ECLI:NL:GHAMS:2005:AU6840
Gerechtshof Amsterdam
- Eerste aanleg - enkelvoudig
- Rechtspraak.nl
Beroep tegen aanslagen inkomstenbelasting en premie volksverzekeringen met betrekking tot eigen-woningschuld
In deze zaak heeft het Gerechtshof Amsterdam uitspraak gedaan op het beroep van belanghebbende X tegen de uitspraken van de inspecteur van de Belastingdienst P. Het beroep is gericht tegen de aan belanghebbende opgelegde aanslagen in de inkomstenbelasting en premie volksverzekeringen voor de jaren 1999 en 2000. De inspecteur had de aanslagen opgelegd op basis van een belastbaar inkomen van ƒ 142.744 voor 1999 en ƒ 164.585 voor 2000, welke na bezwaar zijn gehandhaafd. Belanghebbende heeft in zijn beroepschrift verzocht om vernietiging van deze uitspraken en vermindering van de aanslagen tot respectievelijk ƒ 124.486 en ƒ 146.244.
Het Hof heeft vastgesteld dat de schuld op de betaalrekening van belanghebbende bestaat uit een eigen-woningschuld en een niet-eigen-woningschuld. Het Hof oordeelt dat onder bepaalde voorwaarden de gedeeltelijk afgeloste eigen-woningschuld kan herleven. De inspecteur heeft betoogd dat opnamen van de betaalrekening moeten worden verrekend met latere stortingen volgens het fifosysteem, terwijl belanghebbende stelt dat alle opnamen die toerekenbaar zijn aan de eigen woning de eigen-woningschuld verhogen. Het Hof heeft geoordeeld dat de debetstand op de betaalrekening niet in zijn geheel als eigen-woningschuld kan worden aangemerkt, omdat een aantal uitgaven niet met de eigen woning verband houdt.

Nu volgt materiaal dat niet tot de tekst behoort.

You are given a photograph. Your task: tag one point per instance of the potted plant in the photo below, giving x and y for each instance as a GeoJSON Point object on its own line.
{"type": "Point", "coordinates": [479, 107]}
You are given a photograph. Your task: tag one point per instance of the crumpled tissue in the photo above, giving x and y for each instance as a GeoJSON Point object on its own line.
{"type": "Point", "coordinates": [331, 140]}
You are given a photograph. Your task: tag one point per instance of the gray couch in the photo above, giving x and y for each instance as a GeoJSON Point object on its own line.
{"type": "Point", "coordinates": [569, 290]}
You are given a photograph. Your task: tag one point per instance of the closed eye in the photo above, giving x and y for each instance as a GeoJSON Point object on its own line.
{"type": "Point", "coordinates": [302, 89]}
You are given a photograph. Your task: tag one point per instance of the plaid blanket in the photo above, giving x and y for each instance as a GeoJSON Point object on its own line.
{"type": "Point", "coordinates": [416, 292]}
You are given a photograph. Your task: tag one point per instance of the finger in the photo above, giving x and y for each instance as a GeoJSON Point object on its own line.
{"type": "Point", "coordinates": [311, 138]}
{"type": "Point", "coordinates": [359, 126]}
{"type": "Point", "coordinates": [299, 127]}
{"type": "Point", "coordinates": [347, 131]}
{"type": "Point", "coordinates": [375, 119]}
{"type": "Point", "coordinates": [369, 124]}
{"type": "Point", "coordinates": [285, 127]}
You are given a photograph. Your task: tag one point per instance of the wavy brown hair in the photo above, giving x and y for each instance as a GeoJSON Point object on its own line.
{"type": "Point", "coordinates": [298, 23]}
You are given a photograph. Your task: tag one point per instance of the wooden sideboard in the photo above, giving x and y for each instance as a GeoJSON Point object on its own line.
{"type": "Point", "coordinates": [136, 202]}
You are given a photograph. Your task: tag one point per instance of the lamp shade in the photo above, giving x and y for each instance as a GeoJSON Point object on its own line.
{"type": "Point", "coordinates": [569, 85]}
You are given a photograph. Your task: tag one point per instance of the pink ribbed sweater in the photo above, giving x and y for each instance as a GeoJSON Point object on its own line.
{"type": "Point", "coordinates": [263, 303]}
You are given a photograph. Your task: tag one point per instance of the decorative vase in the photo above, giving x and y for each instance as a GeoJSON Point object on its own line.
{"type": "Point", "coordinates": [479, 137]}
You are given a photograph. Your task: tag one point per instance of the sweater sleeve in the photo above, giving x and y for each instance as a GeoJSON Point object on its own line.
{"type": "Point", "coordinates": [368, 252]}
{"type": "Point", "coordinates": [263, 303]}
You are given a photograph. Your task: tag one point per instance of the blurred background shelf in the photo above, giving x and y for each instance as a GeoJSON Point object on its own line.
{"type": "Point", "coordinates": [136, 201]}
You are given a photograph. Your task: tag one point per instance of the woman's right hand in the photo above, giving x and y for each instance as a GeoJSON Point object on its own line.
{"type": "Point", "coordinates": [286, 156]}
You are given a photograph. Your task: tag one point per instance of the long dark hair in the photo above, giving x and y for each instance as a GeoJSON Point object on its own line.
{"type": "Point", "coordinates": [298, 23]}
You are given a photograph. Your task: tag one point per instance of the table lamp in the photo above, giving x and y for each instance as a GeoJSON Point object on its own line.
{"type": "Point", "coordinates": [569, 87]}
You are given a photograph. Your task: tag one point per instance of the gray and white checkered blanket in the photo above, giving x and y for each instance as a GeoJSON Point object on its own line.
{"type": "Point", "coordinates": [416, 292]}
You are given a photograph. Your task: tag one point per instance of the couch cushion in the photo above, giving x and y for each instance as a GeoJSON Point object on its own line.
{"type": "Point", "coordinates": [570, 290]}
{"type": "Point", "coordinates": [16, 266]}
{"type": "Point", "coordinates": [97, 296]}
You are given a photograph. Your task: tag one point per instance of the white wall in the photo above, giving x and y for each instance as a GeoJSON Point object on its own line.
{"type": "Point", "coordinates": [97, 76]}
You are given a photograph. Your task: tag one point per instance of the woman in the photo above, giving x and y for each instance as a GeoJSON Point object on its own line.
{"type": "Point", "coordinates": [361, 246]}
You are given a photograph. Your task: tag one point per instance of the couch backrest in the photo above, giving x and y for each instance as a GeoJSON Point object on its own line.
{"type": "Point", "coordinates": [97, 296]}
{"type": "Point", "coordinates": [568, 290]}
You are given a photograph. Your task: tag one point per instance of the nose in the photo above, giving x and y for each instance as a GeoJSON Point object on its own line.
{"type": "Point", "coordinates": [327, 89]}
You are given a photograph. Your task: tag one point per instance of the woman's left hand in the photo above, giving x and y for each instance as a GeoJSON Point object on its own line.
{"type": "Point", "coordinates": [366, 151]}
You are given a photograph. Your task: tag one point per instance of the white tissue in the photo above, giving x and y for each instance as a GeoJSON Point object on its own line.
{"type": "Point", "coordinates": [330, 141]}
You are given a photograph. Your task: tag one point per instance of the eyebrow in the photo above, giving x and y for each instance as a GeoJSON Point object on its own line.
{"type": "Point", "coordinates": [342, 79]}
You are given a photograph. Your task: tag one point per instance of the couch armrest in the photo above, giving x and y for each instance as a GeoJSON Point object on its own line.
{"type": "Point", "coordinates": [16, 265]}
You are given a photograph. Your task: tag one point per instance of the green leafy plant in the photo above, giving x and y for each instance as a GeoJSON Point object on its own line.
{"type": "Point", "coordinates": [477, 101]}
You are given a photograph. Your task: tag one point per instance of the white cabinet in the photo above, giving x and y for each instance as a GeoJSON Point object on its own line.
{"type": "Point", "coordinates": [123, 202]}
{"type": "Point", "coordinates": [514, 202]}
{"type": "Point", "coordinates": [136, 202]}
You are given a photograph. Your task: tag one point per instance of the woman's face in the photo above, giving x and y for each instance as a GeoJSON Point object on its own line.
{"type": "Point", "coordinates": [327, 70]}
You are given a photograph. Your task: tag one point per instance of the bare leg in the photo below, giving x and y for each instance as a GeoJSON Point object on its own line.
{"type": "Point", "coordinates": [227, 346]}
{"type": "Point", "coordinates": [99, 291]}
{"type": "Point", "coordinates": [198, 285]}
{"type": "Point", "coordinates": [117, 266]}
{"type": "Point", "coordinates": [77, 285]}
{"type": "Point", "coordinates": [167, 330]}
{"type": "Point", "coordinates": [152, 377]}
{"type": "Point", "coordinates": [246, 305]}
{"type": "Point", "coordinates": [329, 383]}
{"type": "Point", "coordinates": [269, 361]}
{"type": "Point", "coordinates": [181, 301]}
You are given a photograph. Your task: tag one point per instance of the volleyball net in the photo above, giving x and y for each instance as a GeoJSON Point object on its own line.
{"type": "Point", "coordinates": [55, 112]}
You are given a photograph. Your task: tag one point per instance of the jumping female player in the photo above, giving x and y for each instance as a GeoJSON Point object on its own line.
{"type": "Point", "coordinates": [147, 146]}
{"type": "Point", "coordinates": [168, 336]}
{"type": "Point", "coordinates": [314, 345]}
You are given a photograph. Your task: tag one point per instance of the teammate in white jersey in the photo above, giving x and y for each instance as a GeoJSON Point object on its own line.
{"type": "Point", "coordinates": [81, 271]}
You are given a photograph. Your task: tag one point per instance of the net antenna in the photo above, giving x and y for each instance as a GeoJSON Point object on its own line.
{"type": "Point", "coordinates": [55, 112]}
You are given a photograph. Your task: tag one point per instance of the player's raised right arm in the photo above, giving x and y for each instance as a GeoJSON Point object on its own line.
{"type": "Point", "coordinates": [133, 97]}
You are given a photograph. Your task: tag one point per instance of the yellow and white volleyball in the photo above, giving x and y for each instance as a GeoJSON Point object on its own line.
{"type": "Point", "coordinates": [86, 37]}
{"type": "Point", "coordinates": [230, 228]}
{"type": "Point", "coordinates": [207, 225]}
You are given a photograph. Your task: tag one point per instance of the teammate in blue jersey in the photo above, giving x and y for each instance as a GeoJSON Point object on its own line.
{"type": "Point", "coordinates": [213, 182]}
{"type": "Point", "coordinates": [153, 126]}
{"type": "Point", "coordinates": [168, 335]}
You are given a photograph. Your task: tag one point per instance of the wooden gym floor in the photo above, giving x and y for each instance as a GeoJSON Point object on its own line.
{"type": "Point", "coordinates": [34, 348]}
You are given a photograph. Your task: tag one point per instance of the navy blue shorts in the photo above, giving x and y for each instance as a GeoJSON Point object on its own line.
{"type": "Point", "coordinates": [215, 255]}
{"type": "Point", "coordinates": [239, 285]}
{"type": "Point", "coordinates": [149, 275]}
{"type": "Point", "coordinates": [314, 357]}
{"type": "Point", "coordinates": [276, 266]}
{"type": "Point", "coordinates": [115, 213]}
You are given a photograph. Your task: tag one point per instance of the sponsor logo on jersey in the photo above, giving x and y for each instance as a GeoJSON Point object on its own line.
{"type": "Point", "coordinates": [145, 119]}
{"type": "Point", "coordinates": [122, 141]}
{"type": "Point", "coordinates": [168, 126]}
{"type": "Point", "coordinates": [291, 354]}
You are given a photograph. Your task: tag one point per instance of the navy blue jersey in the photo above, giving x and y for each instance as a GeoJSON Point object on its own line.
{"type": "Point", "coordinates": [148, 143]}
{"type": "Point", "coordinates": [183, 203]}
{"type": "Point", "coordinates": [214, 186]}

De uitspraak van het Hof leidt tot de conclusie dat belanghebbende recht heeft op de in zijn aangiften in aftrek gebrachte renten en kosten, met uitzondering van de renten die aan de niet-eigen-woningschuld zijn toe te rekenen. Het Hof heeft de zaak terugverwezen naar de inspecteur om opnieuw uitspraak op bezwaar te doen, waarbij rekening moet worden gehouden met de oordelen van het Hof. De inspecteur is ook veroordeeld in de proceskosten van belanghebbende tot een bedrag van € 12.